For instance, when I felt envy creeping in, I didn’t berate myself for it. Instead, I acknowledged the emotion and reminded myself that it didn’t define my worth. This mindfulness shifted my approach, turning each emotional wave into an opportunity for self-compassion instead of a trigger for self-criticism.
An unexpected tool in my journey was something as simple as self-embrace. I began literally hugging myself during moments of intense self-doubt, a practice that felt strange at first but soon grounded me in a deeper sense of care. It helped transform my inner dialogue, teaching me to address myself like a scared child in need of comfort, rather than a drill sergeant pushing for perfection. The first time I put my arms around myself and whispered, “I’ve got you,” I felt a release. This simple act became a bridge to feeling seen and supported, reminding me that I was capable of providing the very kindness I had long sought externally.
I then redefined “self-care” as more than just a checklist of routines. Self-care became about nurturing my spirit, rather than hitting a target. I let myself sleep in when I needed it, and I removed the rigid expectations that I’d set for “productive recovery.” This shift meant understanding that rest wasn’t a luxury or reward but a necessity. I stopped framing recovery as a break from work and started viewing it as the work itself—essential, life-giving, and valuable.

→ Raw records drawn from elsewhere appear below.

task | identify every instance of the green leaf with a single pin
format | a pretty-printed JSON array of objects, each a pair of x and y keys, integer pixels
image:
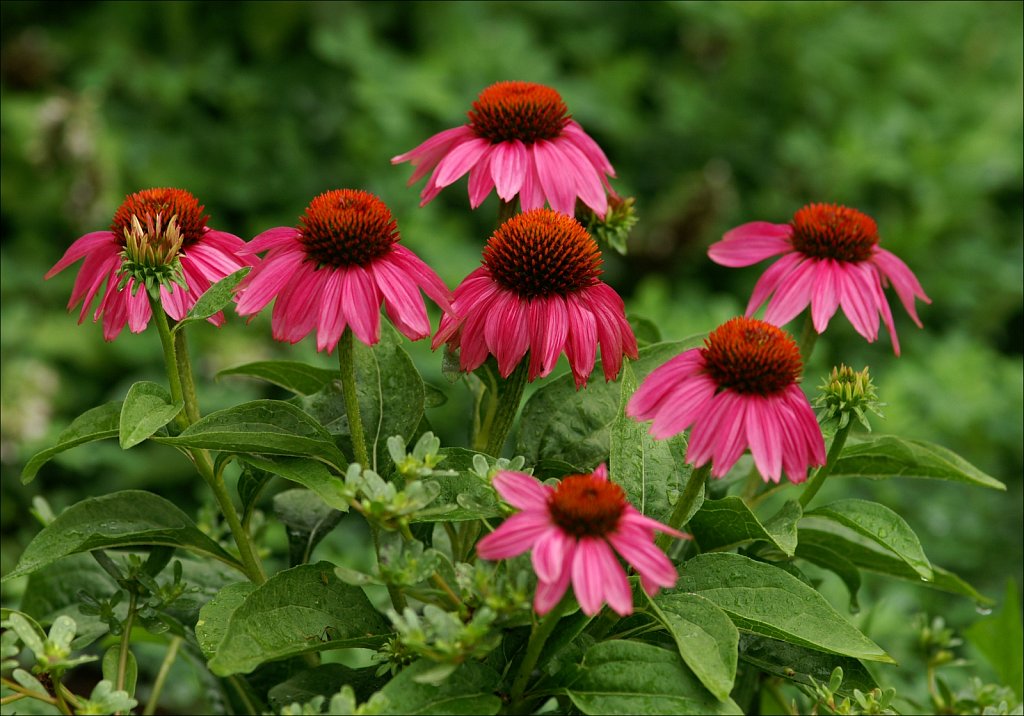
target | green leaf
[
  {"x": 94, "y": 424},
  {"x": 630, "y": 677},
  {"x": 888, "y": 456},
  {"x": 271, "y": 427},
  {"x": 881, "y": 524},
  {"x": 307, "y": 472},
  {"x": 801, "y": 665},
  {"x": 867, "y": 554},
  {"x": 390, "y": 394},
  {"x": 469, "y": 689},
  {"x": 998, "y": 637},
  {"x": 647, "y": 469},
  {"x": 559, "y": 422},
  {"x": 216, "y": 614},
  {"x": 214, "y": 298},
  {"x": 724, "y": 523},
  {"x": 146, "y": 408},
  {"x": 705, "y": 636},
  {"x": 130, "y": 517},
  {"x": 290, "y": 615},
  {"x": 307, "y": 520},
  {"x": 764, "y": 599},
  {"x": 298, "y": 377}
]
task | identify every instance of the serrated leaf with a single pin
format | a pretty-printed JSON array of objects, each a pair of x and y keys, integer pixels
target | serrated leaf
[
  {"x": 559, "y": 422},
  {"x": 94, "y": 424},
  {"x": 469, "y": 689},
  {"x": 706, "y": 637},
  {"x": 271, "y": 427},
  {"x": 630, "y": 677},
  {"x": 764, "y": 599},
  {"x": 214, "y": 298},
  {"x": 146, "y": 408},
  {"x": 887, "y": 456},
  {"x": 883, "y": 525},
  {"x": 290, "y": 614},
  {"x": 647, "y": 469},
  {"x": 867, "y": 554},
  {"x": 127, "y": 518},
  {"x": 724, "y": 523},
  {"x": 298, "y": 377}
]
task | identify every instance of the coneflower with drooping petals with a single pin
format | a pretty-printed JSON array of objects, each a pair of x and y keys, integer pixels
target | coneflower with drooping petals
[
  {"x": 158, "y": 237},
  {"x": 738, "y": 391},
  {"x": 830, "y": 258},
  {"x": 539, "y": 291},
  {"x": 521, "y": 141},
  {"x": 574, "y": 531},
  {"x": 336, "y": 269}
]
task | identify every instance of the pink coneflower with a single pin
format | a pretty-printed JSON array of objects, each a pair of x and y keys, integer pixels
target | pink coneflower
[
  {"x": 738, "y": 391},
  {"x": 335, "y": 270},
  {"x": 572, "y": 530},
  {"x": 830, "y": 258},
  {"x": 158, "y": 237},
  {"x": 521, "y": 141},
  {"x": 539, "y": 290}
]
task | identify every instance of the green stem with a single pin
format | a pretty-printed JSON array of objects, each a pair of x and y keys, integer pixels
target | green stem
[
  {"x": 507, "y": 394},
  {"x": 346, "y": 366},
  {"x": 819, "y": 477},
  {"x": 126, "y": 642},
  {"x": 165, "y": 669},
  {"x": 538, "y": 637},
  {"x": 808, "y": 337},
  {"x": 685, "y": 502}
]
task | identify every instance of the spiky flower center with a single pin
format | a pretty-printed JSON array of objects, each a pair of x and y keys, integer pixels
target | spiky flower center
[
  {"x": 523, "y": 111},
  {"x": 542, "y": 253},
  {"x": 155, "y": 208},
  {"x": 346, "y": 227},
  {"x": 752, "y": 357},
  {"x": 829, "y": 230},
  {"x": 586, "y": 506}
]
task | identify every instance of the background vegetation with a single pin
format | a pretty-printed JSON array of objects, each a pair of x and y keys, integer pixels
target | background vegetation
[{"x": 713, "y": 114}]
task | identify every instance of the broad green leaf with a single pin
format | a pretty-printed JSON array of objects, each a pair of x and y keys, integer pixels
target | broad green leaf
[
  {"x": 146, "y": 408},
  {"x": 880, "y": 523},
  {"x": 390, "y": 394},
  {"x": 214, "y": 298},
  {"x": 469, "y": 689},
  {"x": 130, "y": 517},
  {"x": 705, "y": 636},
  {"x": 305, "y": 608},
  {"x": 867, "y": 554},
  {"x": 305, "y": 471},
  {"x": 300, "y": 378},
  {"x": 559, "y": 422},
  {"x": 724, "y": 523},
  {"x": 647, "y": 469},
  {"x": 307, "y": 520},
  {"x": 630, "y": 677},
  {"x": 998, "y": 637},
  {"x": 764, "y": 599},
  {"x": 94, "y": 424},
  {"x": 888, "y": 456},
  {"x": 271, "y": 427},
  {"x": 800, "y": 665},
  {"x": 216, "y": 614}
]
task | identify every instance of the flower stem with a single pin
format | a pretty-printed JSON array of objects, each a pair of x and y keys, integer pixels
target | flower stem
[
  {"x": 685, "y": 502},
  {"x": 819, "y": 477},
  {"x": 506, "y": 397},
  {"x": 538, "y": 637},
  {"x": 346, "y": 366},
  {"x": 165, "y": 669}
]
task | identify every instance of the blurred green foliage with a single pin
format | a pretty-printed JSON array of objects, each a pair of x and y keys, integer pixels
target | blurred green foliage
[{"x": 713, "y": 114}]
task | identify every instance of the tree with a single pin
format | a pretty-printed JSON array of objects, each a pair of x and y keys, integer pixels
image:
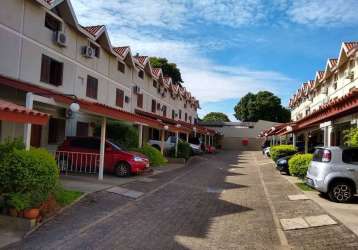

This journey also revealed the impact of expectations and pressures I’d internalized throughout my life. I realized that I’d tied my sense of self-worth to productivity and success, a binding that had worn me down over the years. Unpacking this conditioning felt like dismantling a legacy built on hustle culture, success metrics, and comparison. It was liberating but deeply unsettling. I had to sit with questions that lingered uncomfortably in my mind: “Who am I beyond my work?” “If I strip away achievements, what remains?”
These questions became anchors, helping me redefine success in terms that felt true to me, rather than those imposed by society.
Redefining success meant shifting my focus from relentless productivity to mindful presence. Instead of pushing through to the next goal, I embraced the present, finding peace in doing “enough” rather than constantly aiming for “more.”
Healing came when I gave myself permission to prioritize joy and rest, to make space for activities that didn’t need to lead to any achievement. I found purpose in the small, quiet moments of everyday life, like savoring a morning chai tea or stepping outside for fresh air, detached from the pressure to be productive.
Ultimately, this journey taught me that healing is not about a final destination but about continuous acceptance, self-compassion, and self-respect. Each day, I reaffirmed my right to rest, to feel, to exist as I am. By embracing my imperfections, I found a resilience deeper than any external measure of success. My story of healing is one of letting go—of striving, of perfectionism, of the need to prove myself—and finally arriving at a place where my worth is not determined by what I achieve but by how kindly I live with myself.
My journey through burnout and depression redefined my relationship with work and well-being, teaching me that genuine success comes from compassion, balance, and self-respect.
If you’re feeling overwhelmed, reconsider what success means for you, and know that asking for help is a sign of strength. You are loved, and you are enough.